Runge-Kutta method to numerically solve a second order non-linear differential equation - Octave

Question

So I have this analytically unsolvable non-linear second order differential equation:

x''=(-1/x)((x')²+gx-gh+ax')

to which I've been trying to apply the Runge-Kutta method in Octave for a while without getting good results.

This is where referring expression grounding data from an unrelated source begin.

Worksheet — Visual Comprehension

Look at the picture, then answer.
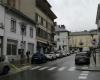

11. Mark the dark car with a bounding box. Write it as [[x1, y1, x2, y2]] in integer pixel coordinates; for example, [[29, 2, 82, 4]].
[[31, 52, 47, 64], [75, 52, 90, 65]]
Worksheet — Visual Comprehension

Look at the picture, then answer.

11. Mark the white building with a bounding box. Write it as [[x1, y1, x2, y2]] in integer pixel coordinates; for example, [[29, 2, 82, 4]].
[[0, 4, 36, 61], [54, 25, 69, 54]]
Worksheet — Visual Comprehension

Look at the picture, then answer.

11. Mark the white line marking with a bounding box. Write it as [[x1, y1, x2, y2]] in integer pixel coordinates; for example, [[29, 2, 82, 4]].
[[21, 66, 31, 70], [78, 76, 87, 79], [82, 67, 88, 69], [81, 71, 89, 74], [30, 66, 41, 70], [58, 67, 67, 71], [48, 67, 57, 71], [38, 67, 48, 71], [80, 74, 89, 76], [68, 67, 76, 71]]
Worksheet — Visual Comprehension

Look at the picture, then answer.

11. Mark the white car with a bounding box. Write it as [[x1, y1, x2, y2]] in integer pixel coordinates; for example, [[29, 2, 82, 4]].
[[55, 53, 60, 58], [0, 55, 10, 75], [45, 52, 56, 60]]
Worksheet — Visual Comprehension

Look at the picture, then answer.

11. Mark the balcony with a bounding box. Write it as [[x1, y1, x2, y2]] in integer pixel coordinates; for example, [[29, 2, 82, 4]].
[[36, 0, 57, 20]]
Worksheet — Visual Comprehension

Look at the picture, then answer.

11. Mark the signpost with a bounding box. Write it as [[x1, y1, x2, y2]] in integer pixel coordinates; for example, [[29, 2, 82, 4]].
[[91, 39, 97, 66]]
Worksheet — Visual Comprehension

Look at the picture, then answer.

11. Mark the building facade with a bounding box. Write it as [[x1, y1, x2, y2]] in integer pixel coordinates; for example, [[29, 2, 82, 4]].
[[35, 0, 57, 53], [2, 0, 57, 53], [54, 25, 69, 53], [69, 30, 98, 49], [96, 3, 100, 47], [0, 4, 36, 61]]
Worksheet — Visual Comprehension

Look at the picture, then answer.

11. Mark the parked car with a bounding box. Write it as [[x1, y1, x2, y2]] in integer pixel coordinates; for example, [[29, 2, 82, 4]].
[[45, 52, 53, 60], [75, 52, 90, 65], [31, 52, 47, 64], [0, 55, 10, 75], [54, 51, 60, 58], [57, 51, 63, 58]]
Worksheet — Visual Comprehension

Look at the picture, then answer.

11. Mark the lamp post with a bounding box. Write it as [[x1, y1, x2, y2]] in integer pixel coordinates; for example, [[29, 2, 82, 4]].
[[20, 23, 26, 64]]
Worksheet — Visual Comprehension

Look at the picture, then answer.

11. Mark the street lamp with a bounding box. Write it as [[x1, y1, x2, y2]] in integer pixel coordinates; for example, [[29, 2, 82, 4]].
[[19, 22, 26, 64]]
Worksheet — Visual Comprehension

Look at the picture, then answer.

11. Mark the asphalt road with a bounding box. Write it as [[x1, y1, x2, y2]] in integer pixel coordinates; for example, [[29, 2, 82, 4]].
[[0, 54, 100, 80]]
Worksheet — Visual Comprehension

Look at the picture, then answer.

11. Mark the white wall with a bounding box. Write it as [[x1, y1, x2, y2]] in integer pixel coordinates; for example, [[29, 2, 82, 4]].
[[3, 10, 36, 60], [54, 32, 69, 53]]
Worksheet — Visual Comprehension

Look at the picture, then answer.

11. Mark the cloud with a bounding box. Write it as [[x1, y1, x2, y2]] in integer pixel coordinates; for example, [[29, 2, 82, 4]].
[[48, 0, 100, 31]]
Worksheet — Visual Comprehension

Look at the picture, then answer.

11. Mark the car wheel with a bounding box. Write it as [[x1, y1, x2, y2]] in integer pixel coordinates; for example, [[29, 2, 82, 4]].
[[2, 66, 10, 75]]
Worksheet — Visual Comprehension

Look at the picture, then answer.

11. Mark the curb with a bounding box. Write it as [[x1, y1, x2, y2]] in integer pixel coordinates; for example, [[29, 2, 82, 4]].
[[11, 64, 31, 72]]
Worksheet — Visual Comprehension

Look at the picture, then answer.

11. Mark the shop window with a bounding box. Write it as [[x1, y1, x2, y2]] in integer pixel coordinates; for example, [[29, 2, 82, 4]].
[[7, 40, 17, 55]]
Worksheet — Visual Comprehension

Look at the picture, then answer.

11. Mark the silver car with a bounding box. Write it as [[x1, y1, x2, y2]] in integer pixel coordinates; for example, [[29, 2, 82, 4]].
[[0, 55, 10, 75]]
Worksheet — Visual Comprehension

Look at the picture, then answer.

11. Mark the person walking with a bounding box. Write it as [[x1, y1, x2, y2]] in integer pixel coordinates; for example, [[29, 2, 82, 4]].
[[26, 51, 30, 63]]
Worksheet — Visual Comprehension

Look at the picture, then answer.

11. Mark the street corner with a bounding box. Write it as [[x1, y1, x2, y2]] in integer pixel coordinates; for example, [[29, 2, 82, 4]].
[[10, 64, 32, 73]]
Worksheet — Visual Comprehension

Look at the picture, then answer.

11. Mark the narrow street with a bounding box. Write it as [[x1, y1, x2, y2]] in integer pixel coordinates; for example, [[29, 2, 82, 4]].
[[0, 54, 100, 80]]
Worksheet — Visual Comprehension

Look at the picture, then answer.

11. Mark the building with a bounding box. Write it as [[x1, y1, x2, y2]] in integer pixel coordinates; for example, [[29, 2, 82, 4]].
[[0, 3, 36, 61], [54, 25, 69, 53], [69, 30, 98, 49], [35, 0, 57, 53], [96, 3, 100, 47], [2, 0, 57, 53]]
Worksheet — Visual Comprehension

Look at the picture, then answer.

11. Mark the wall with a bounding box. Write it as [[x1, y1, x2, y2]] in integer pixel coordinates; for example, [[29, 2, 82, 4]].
[[3, 9, 36, 60], [69, 35, 99, 48]]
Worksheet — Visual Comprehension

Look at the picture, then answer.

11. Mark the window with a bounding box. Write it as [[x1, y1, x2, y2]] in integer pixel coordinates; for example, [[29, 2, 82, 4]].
[[30, 27, 33, 38], [43, 19, 46, 27], [46, 21, 48, 28], [57, 38, 60, 42], [41, 17, 43, 25], [35, 13, 38, 22], [7, 39, 17, 55], [11, 18, 16, 33]]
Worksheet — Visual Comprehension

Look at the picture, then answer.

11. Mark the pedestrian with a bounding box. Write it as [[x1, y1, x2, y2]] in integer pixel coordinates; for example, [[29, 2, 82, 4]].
[[26, 51, 30, 63]]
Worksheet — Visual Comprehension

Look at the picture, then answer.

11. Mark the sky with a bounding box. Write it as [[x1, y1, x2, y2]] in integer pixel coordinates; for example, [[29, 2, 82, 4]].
[[48, 0, 100, 32]]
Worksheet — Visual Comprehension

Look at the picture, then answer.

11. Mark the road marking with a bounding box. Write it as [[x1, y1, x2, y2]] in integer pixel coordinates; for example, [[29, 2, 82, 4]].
[[81, 67, 88, 69], [48, 67, 57, 71], [30, 66, 41, 70], [11, 64, 21, 71], [80, 73, 88, 76], [78, 76, 87, 79], [78, 71, 89, 80], [38, 67, 48, 71], [68, 67, 76, 71], [20, 66, 31, 70], [58, 67, 67, 71], [81, 71, 89, 74]]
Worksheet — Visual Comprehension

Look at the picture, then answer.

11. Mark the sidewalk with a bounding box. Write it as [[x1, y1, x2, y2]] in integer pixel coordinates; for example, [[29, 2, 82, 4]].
[[76, 53, 100, 71], [10, 59, 32, 73]]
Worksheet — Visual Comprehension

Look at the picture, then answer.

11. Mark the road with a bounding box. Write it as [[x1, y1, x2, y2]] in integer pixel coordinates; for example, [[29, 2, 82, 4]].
[[0, 54, 100, 80]]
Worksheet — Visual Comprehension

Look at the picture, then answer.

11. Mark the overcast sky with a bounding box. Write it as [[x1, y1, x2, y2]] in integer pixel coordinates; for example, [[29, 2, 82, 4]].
[[48, 0, 100, 32]]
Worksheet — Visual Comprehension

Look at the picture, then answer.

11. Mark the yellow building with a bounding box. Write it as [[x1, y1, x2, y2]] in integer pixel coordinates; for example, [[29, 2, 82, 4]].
[[69, 30, 98, 48]]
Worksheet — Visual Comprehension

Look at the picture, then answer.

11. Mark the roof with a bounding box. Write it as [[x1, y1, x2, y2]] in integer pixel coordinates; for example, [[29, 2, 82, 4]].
[[1, 3, 36, 25], [70, 30, 98, 36], [55, 25, 69, 32]]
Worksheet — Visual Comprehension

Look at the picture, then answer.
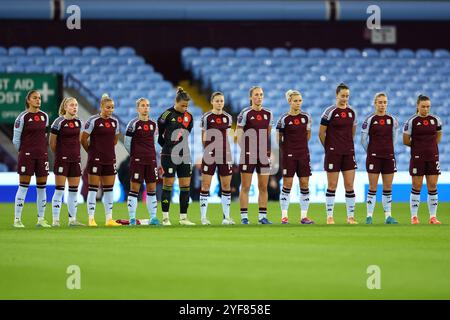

This is the code I've been using:

graphics_toolkit('gnuplot')

to=0
tf=2.8
N=150
dt=[tf-to]/N

b=2.65
g=9.81
h=0.07

y(1)=0.015
z(1)=0
t(1)=to
for i=1:N-1
  y(i+1)= y(i) - dt.*z(i)
  z(i+1)= z(i) - dt.*[z(i).**2 + g.*y(i) - g.*h + b.*z(i)]./y(i)
  t(i+1)= t(i) + dt
endfor

plot(y,t)
title=('Numerical solution')
xlabel=('Time')
ylabel=('Position')

Frankly, I'm unable to tell where the issue is, maybe there's something about the method I'm not getting, or maybe is my code missing something important.

Thanks for your time and attention.

Answer 1

The realization of

y' = z

in the Euler method is

  y(i+1)= y(i) + dt.*z(i)

note the addition instead of the subtraction.